González asegura que “la lírica de Michelena logra hacer inteligible al lector la condición humana y su entorno social con un lenguaje diáfano y sencillo”. Pero nadie mejor que la misma Margarita para expresar su sentir y las razones de su inspiración: “La belleza de la poesía es la piel de mi pensamiento y de mi amor”.

Andrea Cataño Michelena indicó que todos los poemas escritos por su madre fueron congregados en la antología Reunión de imágenes, y si bien la obra cubre solamente 100 páginas, la poeta escribió lo esencial. Leerla en este siglo XXI permite confirmar que en su obra se mantiene la intensidad, la búsqueda de perfección formal y armonía; “el tiempo ha decantado su obra haciendo resaltar sus momentos esenciales”.

Otro testimonio interesante que el libro recupera es la declaración del crítico y ensayista Dionicio Morales.
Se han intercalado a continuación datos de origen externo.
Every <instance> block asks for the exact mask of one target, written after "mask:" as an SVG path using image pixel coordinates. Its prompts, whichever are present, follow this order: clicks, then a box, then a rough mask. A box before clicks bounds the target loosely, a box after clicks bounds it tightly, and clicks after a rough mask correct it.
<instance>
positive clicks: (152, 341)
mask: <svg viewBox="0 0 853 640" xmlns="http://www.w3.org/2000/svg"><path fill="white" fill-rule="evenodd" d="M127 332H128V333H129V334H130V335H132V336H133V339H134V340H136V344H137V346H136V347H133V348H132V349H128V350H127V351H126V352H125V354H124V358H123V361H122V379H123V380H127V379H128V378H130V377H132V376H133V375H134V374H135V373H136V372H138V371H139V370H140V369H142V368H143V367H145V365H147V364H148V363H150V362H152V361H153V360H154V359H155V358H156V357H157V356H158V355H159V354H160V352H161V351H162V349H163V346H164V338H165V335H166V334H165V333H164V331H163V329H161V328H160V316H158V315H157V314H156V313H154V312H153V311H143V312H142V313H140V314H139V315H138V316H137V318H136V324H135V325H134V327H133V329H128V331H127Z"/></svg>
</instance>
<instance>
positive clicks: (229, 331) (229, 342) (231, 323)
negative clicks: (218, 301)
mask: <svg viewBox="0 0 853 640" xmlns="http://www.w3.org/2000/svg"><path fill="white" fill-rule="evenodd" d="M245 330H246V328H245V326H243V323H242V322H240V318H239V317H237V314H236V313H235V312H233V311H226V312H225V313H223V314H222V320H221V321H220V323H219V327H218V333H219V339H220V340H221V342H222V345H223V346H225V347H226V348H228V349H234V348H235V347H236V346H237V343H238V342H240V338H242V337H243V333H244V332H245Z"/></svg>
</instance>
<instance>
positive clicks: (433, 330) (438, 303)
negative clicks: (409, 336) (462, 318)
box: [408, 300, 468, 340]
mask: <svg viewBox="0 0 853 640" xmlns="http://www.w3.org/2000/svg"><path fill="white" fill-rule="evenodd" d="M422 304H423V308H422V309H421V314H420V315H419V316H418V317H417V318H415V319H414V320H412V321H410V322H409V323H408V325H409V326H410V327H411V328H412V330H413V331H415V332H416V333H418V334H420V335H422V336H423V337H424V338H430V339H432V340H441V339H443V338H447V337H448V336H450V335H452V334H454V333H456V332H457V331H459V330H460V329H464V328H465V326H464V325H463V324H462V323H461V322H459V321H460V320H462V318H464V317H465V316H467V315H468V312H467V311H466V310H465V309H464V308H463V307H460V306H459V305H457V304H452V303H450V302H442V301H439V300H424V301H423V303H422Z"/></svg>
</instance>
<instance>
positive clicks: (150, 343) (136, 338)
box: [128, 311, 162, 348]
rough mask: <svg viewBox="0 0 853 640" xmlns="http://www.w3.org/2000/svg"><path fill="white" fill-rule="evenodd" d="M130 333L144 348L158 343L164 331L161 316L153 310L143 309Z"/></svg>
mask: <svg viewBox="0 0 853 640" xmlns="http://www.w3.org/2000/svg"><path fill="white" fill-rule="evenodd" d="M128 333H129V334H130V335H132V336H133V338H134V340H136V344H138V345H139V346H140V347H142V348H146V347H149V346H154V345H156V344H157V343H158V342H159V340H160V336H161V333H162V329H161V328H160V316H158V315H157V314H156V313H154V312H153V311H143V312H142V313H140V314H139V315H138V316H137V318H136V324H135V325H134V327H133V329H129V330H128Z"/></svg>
Cuando entrevistó a Margarita Michelena le compartió una anécdota personal, que representó un buen broche de oro para cerrar el segundo capítulo dedicado a la poesía de Michelena.

Para terminar, le cuento una anécdota mía con una comunicadora cultural: “‘¿Quién crees, Dionicio, que sea la mejor poeta de México?’. ‘¿Viva o muerta?’ Le respondo. ‘Viva’, dice ella. Sin titubear digo que Margarita Michelena. La comunicadora cultural menciona otro nombre. Y le digo que no estoy de acuerdo. Ella defiende su argumento diciendo que Margarita tiene 30 años de no escribir poesía. Yo le contesto: ‘Bueno, Cervantes tiene 400 años que ya no escribe’. Margarita Michelena se ríe y me contesta que ya lo había leído en un periódico. Le gustó muchísimo mi respuesta”.

Fue así como Margarita Michelena dejó su huella poética por siempre en la literatura nacional, pero Hernández Carballido señala que no fue el único escenario donde estuvo presente la escritora hidalguense: el periodismo también fue su espacio libre de expresión.